About four months after her arrival, I was contacted by BYC to foster another dog.  “Sissy” had been found wandering the streets and she was extremely frightened and skittish.  Joyce had to drag her in to my house.  Like Grace and the “plump” and “portly” comments, I thought it cruel to call this dog “Sissy”, highlighting her weakness and so I renamed her Dora.  We became a two-dog, three-bitch household.
From her behavior it was clear Dora was traumatized, but she slowly came to be a bit more trusting of humans.  I think this was because she saw the two-legged being treated the other four-legged being pretty well so she didn’t have to worry so much.  Though they never became playmates or best buddies, Grace and Dora had an understanding.  And as top-dog, Grace took her role seriously, on occasion facing down another dog who might try to go after Dora.  Other times, Grace would place herself between a stranger and Dora, offering a layer of protection.  And Grace bestowed the greatest of kindnesses to Dora by allowing her to sleep on our bed – albeit at the foot, saving the honored place at the pillow beside my head for her own.
After over nine years of faithful service and loyal friendship Grace left this world on Friday,      September 27.  Almost twelve, age and arthritis ravaged her body, but her graceful heart remained strong until the very end.
That last day, as we both lay on the floor of the vet’s office saying our goodbyes, I whispered “Natasha, Sasha” and she had a little twitch, as if she was spending some time reflecting of her life, a trip down memory lane.  I was doing the same, speaking to her about how much I loved her, how she’d been a good dog and done her job so very well.

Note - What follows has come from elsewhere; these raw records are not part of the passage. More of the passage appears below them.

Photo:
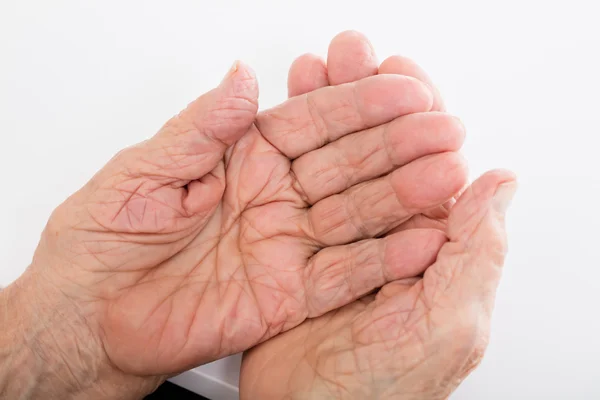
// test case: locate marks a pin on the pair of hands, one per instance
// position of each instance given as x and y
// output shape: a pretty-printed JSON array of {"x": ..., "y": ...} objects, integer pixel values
[{"x": 229, "y": 227}]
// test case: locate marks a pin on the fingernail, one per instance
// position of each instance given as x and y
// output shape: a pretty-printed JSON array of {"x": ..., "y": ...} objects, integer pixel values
[
  {"x": 231, "y": 71},
  {"x": 503, "y": 196}
]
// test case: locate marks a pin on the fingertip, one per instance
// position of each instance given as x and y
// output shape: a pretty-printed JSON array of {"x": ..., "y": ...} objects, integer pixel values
[
  {"x": 350, "y": 57},
  {"x": 307, "y": 73},
  {"x": 400, "y": 65},
  {"x": 240, "y": 81}
]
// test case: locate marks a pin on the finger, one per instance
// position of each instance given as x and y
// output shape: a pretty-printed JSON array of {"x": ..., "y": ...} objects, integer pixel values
[
  {"x": 307, "y": 122},
  {"x": 339, "y": 275},
  {"x": 375, "y": 207},
  {"x": 191, "y": 144},
  {"x": 405, "y": 66},
  {"x": 307, "y": 73},
  {"x": 372, "y": 153},
  {"x": 420, "y": 221},
  {"x": 350, "y": 57},
  {"x": 469, "y": 266}
]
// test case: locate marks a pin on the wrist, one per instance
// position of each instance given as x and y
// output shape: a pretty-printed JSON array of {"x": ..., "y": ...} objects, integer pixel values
[{"x": 48, "y": 350}]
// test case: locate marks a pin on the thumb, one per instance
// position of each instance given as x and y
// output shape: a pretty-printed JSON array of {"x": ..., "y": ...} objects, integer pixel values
[
  {"x": 192, "y": 143},
  {"x": 469, "y": 265}
]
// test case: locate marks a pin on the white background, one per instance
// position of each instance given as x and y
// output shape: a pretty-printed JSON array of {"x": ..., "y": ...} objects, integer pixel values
[{"x": 81, "y": 79}]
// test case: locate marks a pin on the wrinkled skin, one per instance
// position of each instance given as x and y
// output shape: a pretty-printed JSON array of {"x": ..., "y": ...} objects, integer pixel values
[
  {"x": 227, "y": 228},
  {"x": 417, "y": 338}
]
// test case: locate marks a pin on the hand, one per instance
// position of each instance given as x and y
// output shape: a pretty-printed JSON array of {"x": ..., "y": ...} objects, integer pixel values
[
  {"x": 227, "y": 228},
  {"x": 351, "y": 57},
  {"x": 416, "y": 338}
]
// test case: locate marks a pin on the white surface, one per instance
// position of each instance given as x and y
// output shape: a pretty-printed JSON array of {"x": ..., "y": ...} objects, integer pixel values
[{"x": 80, "y": 80}]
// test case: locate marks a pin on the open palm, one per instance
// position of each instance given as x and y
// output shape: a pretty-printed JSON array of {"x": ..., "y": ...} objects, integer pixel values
[
  {"x": 228, "y": 227},
  {"x": 416, "y": 338}
]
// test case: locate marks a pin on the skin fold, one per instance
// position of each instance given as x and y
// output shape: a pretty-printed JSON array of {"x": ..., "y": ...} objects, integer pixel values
[
  {"x": 416, "y": 338},
  {"x": 229, "y": 227}
]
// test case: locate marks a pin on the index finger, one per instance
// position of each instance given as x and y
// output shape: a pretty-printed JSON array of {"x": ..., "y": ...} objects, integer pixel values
[{"x": 305, "y": 123}]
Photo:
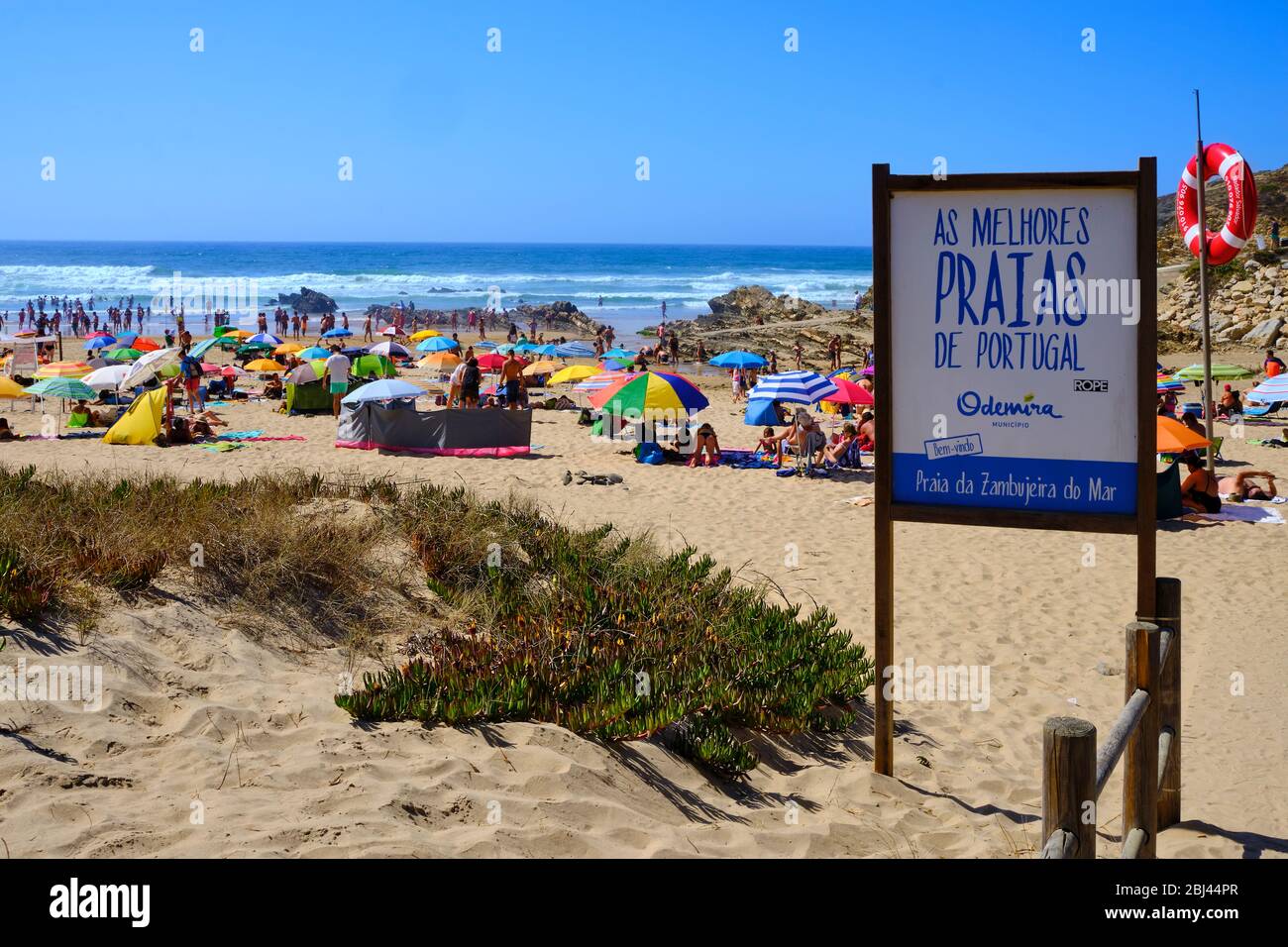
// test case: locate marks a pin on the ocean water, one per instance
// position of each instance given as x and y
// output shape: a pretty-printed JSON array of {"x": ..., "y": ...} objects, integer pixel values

Years ago I read the book “Heaven” by Randy Alcorn in which he biblically answers people’s questions about what heaven will be like.  When I first got the book, I saw that the format was each chapter answering a specific question.  I quickly looked up the question “Will animals, including pets, live again?”  Alcorn’s answer was that though there is no definitive biblical answer, some noted theologians allude to the fact they will be.  In fact, Alcorn quotes a poem by John Piper in which he refers to seeing his old dog, Blacky in heaven.  If one so noted as Piper believes his pet will be in heaven, then there’s a pretty good possibility of this being true.
My pets in heaven – Priscilla, Dusty, Lucy, Coach – this isn’t a deal breaker between God and me.  He gave me more than I ever deserved just with their presence on earth, let alone heaven.  I’m just so very thankful to have been blessed with the most amazing, Grace.